París conserva intacto el glamour que atrapó a generación tras generación. Pero el charme creció aún más en los ´80, la década de los grands projets de la era Mitterrand, que restauraron su cara histórica al tiempo que le daban el toque tecno de las metrópolis ultramodernas.
El ensamble por contraste fue espléndido. De ello dan cuenta la gigantesca pirámide de cristal inaugurada en el Louvre para el bicentenario de la Revolución, el impactante Gran Arco en La Defense, la meticulosa restauración del Palais-Royal, un edificio del siglo XVII que hoy alberga al Ministerio de Cultura, y otras tras cuyos ventanales se vislumbra el resplandor magnético de un inmenso video wall. Las estatuas han recobrado su brillo original y los puentes sobre el Sena lucen su piedra caliza libre del hollín que los recubría.
Si de alojamiento se trata, la variedad es amplia, pero la marca está puesta en la excelencia.
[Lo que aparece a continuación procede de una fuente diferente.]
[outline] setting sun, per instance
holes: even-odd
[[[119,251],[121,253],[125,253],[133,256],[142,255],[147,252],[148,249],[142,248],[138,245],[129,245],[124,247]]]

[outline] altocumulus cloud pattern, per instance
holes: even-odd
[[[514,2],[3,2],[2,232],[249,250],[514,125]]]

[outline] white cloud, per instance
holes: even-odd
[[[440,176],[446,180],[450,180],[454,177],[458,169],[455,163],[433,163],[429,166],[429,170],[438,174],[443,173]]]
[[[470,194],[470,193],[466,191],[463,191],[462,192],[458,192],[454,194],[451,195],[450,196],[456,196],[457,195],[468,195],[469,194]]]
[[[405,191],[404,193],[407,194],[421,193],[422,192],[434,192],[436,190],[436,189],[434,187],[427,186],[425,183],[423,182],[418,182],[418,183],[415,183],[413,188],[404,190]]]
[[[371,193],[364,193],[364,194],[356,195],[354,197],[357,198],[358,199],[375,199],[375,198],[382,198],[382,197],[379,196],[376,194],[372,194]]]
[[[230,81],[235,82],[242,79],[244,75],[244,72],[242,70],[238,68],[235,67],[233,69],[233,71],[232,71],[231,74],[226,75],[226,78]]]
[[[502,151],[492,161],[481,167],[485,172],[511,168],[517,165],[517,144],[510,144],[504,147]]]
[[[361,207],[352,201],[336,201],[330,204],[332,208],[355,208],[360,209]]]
Ernest Hemingway dijo una vez que esperaba que el cielo fuera “tan bueno como el Ritz”; lo cierto es que el escritor enfilaba derecho hacia el hotel de la Place Vendome cada vez que pisaba la ciudad. Como premio a tanta lealtad, uno de los bares del hospedaje lleva su nombre, cosa que acariciaría el ego del barbado autor de Por quién doblan las campanas y la arrancaría probablemente un comentario irónico, lo mismo que los cristales antibala, los mini-jacuzzi en cada habitación o el helipuerto en la terraza.
Pero todos los grandes hoteles parisinos conjuran fantasmas famosos. El mismo Ritz evoca también la imagen de Coco Chanel entrando a hurtadillas con su amante nazi durante la guerra. El Plaza- Athenée, la de Marlene Dietrich liquidando cocteles explosivos en las mesas de la galería. Al pasar frente al Grand-Hotel casi es posible volver a ver a la emperatriz Eugenia irrumpiendo en una fiesta de gala del brazo del astuto financista Pereire.
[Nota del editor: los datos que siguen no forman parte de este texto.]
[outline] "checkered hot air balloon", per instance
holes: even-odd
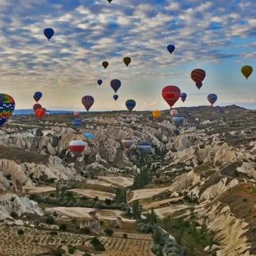
[[[15,108],[15,102],[10,95],[0,93],[0,126],[9,119]]]

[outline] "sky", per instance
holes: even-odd
[[[0,86],[16,109],[32,108],[36,91],[47,109],[84,110],[85,95],[92,111],[126,109],[129,99],[134,110],[167,109],[167,85],[187,94],[174,107],[209,105],[216,93],[215,105],[256,109],[256,71],[247,80],[241,72],[256,67],[255,0],[0,0]],[[200,90],[195,68],[207,73]],[[116,102],[112,79],[122,82]]]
Duendes más modernos, Madonna y Michael Jackson prefieren la grandeza clásica del Crillon, mientras el jet-set de los negocios se divide entre el Bristol, el Grand Hotel y el George V, a los que también acuden legiones de turistas japoneses, quienes desayunan parvas de lechuga en sus opulentos comedores.
Y para el paladar, sin duda, París es una fiesta: las estrellas de Michelin no se han asignado porque sí.
Los restaurantes que exhiben las tres que acreditan el máximo nivel combinan en general una comida sensacional con una ambientación que no le va a la zaga. Así, L´Ambroisis, escondido entre sus bóvedas del siglo XVII en el corazón de Le Marais; Lucas-Carton, decididamente belle epoque; Robuchon, en la rue de Longchamp; o Brasserie Lipp, en el boulevard Saint Germain. Pero también hay algunas joyitas en la categoría de dos estrellas, que no cejan en pelear su promoción. Le Grand Véfour, en el Palais Royal, por ejemplo, ostenta los laureles desde el siglo XVIII -se dice que Napoleón cenaba allí con Josefina- y ha mantenido su exquisito interior intacto desde entonces.
Todos ellos se presentan como templos epicúreos y resultan perfectamente aptos para la más formal comida de negocios o una insuperable velada de placer. Eso sí, son decididamente caros; pero, al fin y al cabo, c´ est la vie.